Zamanın gençlerinin karşılaştığı en büyük problemlerden birinin “anlaşılmamak” olduğunu belirten Zengin, “Bugün benim gördüğüm gençlerin en önemli problemi anlaşılamamak, kabul edilememek, muhatap alınmamaktır. Resulullah`ın yaptığı bir biçimde gençleri muhatap aldığımız zaman, onların dertlerini kendi derdimiz edindiğimiz ve önemsediğimiz zaman, yani ‘böyle dert mi olur`, ‘herkesin derdi onun için özeldir` demediğimiz zaman, Resulullah`ın yaklaşımına sahip olmuş oluruz. Resulullah binlerce farklı insanla yaşadı. Ama her biri kendinde bir pay buldu. Resulullah da kendisinden bir parça buldu. Bu şekilde gençlerin problemleri aşıldı. Tek tek bu problemlerin üzerinde durmak istemiyorum ama siyeri okuduğumuz zaman bunları rahatlıkla anlarız.” dedi.
Zulüm düzenini değiştirmeye çalıştığınız zaman yapmanız gereken ilk şey ilim tahsil etmektir
Gençliğe tavsiyelerde de bulunan Zengin, şöyle konuştu: “Herkes Müslüman gençliğe farklı farklı tavsiyede bulunabilir. Ama ben de bir tavsiyede bulunacağım. Daha sonra bu tavsiyeye bağlı pek çok şey ortaya çıkacak. Tavsiyem Müslüman gençler, ümmetin derdini, dünyada ki Müslümanların derdini, dini ne olursa olsun mazlumların derdini kendi derdi bilsin ve bunu çözmek için hâl yoluna koymak için bir çaba içine girsin. İşte diğer maddeler buradan çıkıyor. Şu dünyanın zulüm düzenini değiştirmeye çalıştığınız zaman yapmanız gereken bazı şeyler var. Bunlar da ilim tahsil etmek, çabalamak, öğrenmek, dürüst olmak, gayretli olmak ve üretmektir.
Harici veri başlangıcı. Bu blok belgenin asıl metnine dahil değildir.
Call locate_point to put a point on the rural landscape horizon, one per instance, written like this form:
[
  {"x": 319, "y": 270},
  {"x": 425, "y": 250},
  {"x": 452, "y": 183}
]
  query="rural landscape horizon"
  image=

Bunlar İslam ümmetinin muhtaç olduğu şeylerdir.”
“Büyük bir hedef ve küçük küçük adımlar atmamız lazım”
Şuurlu bir gençliğin sadece kendi toplumunun değil, tüm dünya halklarının sorunlarını çözebileceğine, dertlerine derman olabileceğine inandığını belirten Zengin, şunları ifade etti:
“Bugün ne yazık ki bütün yönleriyle Batı`ya mahkûm olmuş bir İslam ümmeti var. Teknolojisiyle, iktisadıyla, ekonomisiyle, hatta tarımı ile Batı`ya mahkûm olmuş bir ümmet durumundayız. Bunu tersine çevirebilecek, bunu Müslümanların lehine çevirebilecek bir potansiyel var. Ama öncelikle bunun şuuruna varmamız lazım. Bu şuura vardığımız zaman elbette her bir Müslüman genç üzerine düşen görevin farkına varacak ve kimi doktor olarak kimi mühendis, kimisi asker ve tüccar olarak bu yürüyüşe katılacaktır. O zaman İslam dünyasındaki, hatta sadece İslam dünyasındaki değil, Afrika`daki Hristiyan fakirlerinde çekmiş oldukları sıkıntıları çözebilecek. Amerika`daki Latin kökenli insanların uğradıkları zulümleri, siyahilere uygulanan zulümleri çözebilecek bir kudrete ulaşacak. Hedefimizin bu olması lazım. Yani hedefimizi daraltmamamız lazım. Büyük bir hedef ve küçük küçük adımlar atmamız lazım. Genç kardeşlerime tavsiyem bu. Hangisi hangi alanda iş yapıyorsa o alanda en mükemmel seviyeye gelmesi lazım. Bu yapıldığında görülecektir ki şu an yeryüzünde yaşanılan pek çok sıkıntı kendiliğinden yok olacaktır.”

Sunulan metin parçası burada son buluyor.